19. Il résulte de tout ce qui précède que M. B doit être condamné à payer à la CMA de Région Auvergne-Rhône-Alpes la somme totale de 65 062 euros.

Sur les frais liés à l'instance :

20. Il y a lieu, dans les circonstances de l'espèce, de mettre à la charge de M. B la somme de 1 500 euros au titre des frais exposés par la CMA de Région Auvergne-Rhône-Alpes dans l'instance et non compris dans les dépens en application de l'article L. 761-1 du code de justice administrative.

21. Les dispositions de l'article L. 761-1 du code de justice administrative font obstacle à ce que la CMA de Région Auvergne-Rhône-Alpes qui n'est pas la partie perdante dans la présente instance, verse quelque somme que ce soit à M. B au titre des frais liés à l'instance.

D E C I D E :

Article 1er : M. B est condamnée à payer à la CMA de Région Auvergne-Rhône-Alpes la somme totale de 65 062 euros.

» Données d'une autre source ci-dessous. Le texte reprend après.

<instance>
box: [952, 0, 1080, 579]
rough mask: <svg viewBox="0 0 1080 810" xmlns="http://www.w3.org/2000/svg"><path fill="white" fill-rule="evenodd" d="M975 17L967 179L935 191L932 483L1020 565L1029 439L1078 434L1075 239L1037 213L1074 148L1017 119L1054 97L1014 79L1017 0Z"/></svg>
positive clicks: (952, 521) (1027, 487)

Article 2 : M. B versera à la CMA de Région Auvergne-Rhône-Alpes la somme 1500 euros au titre des dispositions de l'article L. 761-1 du code de justice administrative.

Article 3 : Les conclusions de M. B tendant à l'application des dispositions de l'article L. 761-1 du code de justice administrative sont rejetées.

Article 4 : Le présent jugement sera notifié à la chambre de métiers et de l'artisanat de Région Auvergne-Rhône-Alpes et à M. A B. Copie en sera adressée à l'Urssaf Rhône Alpes.

Délibéré après l'audience du 25 janvier 2025, à laquelle siégeaient :

Mme Triolet, présidente,

M. Ban, premier conseiller.

M. Doulat, premier conseiller.

Rendu public par mise à disposition au greffe le 5 mars 2025.

Le rapporteur,

J-L. Ban

La présidente,

A. Triolet

La greffière,

J. Bonino

La République mande et ordonne au ministre de l'économie, des finances et de l'industrie française en ce qui le concerne et à tous commissaires de justice à ce requis en ce qui concerne les voies de droit commun, contre les parties privées, de pourvoir à l'exécution de la présente décision.